Today, physical boundaries are no longer a barrier to business, which can be conducted across cities, states, and even countries. While we are less dependent on traditional methods of banking, they are not obsolete. Technological innovations and developments have not just introduced new methods of banking, but they have also helped revitalise traditional banking methods, improving convenience for users.

Here are some of the most commonly used payment mechanisms that are available to customers.

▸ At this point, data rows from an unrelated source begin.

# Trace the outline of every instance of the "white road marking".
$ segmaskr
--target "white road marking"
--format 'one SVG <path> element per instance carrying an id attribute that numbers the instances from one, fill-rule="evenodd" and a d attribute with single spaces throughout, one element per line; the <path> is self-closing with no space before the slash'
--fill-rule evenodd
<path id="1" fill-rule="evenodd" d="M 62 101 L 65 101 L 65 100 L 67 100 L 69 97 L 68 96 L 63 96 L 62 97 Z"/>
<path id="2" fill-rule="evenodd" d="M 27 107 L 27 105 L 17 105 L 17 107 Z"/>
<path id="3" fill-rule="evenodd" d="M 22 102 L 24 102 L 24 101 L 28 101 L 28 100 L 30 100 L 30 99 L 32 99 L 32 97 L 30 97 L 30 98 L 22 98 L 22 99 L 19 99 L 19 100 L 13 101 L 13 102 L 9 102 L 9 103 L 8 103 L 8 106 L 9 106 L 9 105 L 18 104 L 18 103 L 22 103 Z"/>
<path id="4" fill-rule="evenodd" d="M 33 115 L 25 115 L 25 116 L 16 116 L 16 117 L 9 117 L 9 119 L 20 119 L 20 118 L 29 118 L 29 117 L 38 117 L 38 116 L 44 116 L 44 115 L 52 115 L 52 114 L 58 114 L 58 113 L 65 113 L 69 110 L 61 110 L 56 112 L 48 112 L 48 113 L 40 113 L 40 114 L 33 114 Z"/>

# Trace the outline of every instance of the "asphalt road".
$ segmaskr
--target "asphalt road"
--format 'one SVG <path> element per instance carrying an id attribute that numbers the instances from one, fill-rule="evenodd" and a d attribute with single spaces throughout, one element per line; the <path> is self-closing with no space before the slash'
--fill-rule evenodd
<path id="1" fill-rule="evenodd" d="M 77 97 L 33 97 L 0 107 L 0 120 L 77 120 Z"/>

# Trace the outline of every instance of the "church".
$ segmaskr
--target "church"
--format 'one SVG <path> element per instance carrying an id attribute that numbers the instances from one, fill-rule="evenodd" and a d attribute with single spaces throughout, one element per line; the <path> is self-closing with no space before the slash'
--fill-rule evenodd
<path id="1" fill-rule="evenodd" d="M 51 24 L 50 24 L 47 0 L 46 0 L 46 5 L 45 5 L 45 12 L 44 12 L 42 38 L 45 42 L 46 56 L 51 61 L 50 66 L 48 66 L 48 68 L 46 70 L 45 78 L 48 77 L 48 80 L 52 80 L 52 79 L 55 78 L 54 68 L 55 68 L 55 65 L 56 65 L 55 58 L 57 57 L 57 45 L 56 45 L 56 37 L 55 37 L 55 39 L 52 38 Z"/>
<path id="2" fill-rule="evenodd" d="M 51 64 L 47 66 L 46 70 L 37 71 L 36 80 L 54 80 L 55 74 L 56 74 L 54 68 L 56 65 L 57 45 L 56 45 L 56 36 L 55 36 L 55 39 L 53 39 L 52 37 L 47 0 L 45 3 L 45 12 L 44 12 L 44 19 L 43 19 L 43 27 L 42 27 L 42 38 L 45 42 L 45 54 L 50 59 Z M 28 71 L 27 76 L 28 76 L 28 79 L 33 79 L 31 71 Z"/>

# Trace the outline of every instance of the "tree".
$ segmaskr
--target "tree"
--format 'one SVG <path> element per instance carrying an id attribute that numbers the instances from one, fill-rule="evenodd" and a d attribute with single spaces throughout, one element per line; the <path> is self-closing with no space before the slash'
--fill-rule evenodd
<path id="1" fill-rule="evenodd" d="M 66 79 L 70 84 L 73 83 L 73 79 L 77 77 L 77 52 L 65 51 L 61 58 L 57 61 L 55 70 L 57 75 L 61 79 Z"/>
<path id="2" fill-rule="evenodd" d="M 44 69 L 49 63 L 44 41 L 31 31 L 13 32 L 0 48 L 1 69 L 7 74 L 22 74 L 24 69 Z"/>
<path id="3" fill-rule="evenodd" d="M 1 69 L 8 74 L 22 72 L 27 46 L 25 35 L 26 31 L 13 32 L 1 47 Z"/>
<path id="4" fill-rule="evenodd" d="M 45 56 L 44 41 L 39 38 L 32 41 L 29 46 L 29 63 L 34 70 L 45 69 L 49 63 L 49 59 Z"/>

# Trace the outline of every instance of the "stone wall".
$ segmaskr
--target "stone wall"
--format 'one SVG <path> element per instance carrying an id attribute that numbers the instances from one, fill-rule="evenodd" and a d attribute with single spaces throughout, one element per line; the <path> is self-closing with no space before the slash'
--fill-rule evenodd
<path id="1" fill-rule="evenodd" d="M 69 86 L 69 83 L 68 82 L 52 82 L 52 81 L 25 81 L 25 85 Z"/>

1) Paying through cheques: This method is still used by several customers. The cheque deposit system has also been modernised with cheque-deposit kiosks. These automatic terminals were popularised by Kotak Bank, which was among the first to introduce this technology. Most customers prefer to use these automated services as they eliminate and reduce dependence on the manual intervention of bankers.

Pros

  • No need to wait in queue
  • Eliminates the need to fill deposit slips

Cons

  • Maybe complex for those not comfortable with technology
  • Person may not know the account number

2) Payments through demand drafts (DD): These instruments are secured payment mechanisms. Banks issue a DD to the drawer (client) providing directions to the drawee, which could be another bank or one of its branches, to disburse a specified amount to the payee.

Pros

  • Safer than cheques
  • Does not require signature of the account holder when encashing

Cons

  • Possibility of an inaccurate payee name resulting in non-payment

3) ATM cards: Most banks offer ATM cards to account holders. These cards can also be used to make payments. Similar to credit cards, these cards can be swiped at merchant outlets to pay the desired amount. One difference between these cards is that an ATM card can only be used to pay an amount if the funds for that transaction are available in the connected bank account.

Pros

  • Users do not need to carry cash reducing the risks of traveling with huge amounts
  • Ensures you do not overspend as the amount is limited to the balance available in your bank account

Cons

  • If you lose the card, there may be unauthorised transactions until you block it
  • Most banks confiscate the card if a user enters incorrect PIN more than 3 times; retrieving the card is a time-consuming procedure

4) Credit cards: These are widely used by people because of the convenience they offer. Credit card holders can conduct transactions with ease in multiple outlets, without having funds in their banking accounts. In addition, they can earn rewards and loyalty points on the amount they spend using these cards.

Pros

  • Users do not need to carry cash reducing the risks of traveling with huge amounts
  • Widely accepted across shops, restaurants, cinemas, and other merchant outlets
  • Allows users to acquire things on credit for a certain period of time while deferring the actual payments
  • Users earn reward points as they use their card and these points can be redeemed to make further purchases

Cons

  • Since the payment on the card is not due until a later date, there is a high risk of overspending
  • Can lead to debt traps and liquidity crises in case the outstanding bills are not immediately paid
  • Interest rates and transaction fees are applicable, making it an expensive option

Every banking institution in India provides multiple payment options for the convenience of customers. Although a number of banks have taken an initiative in expanding banking services, Kotak Bank’s efforts in this regard are laudable. In addition to modernising traditional services, the bank has also pushed the boundaries of digital and mobile services.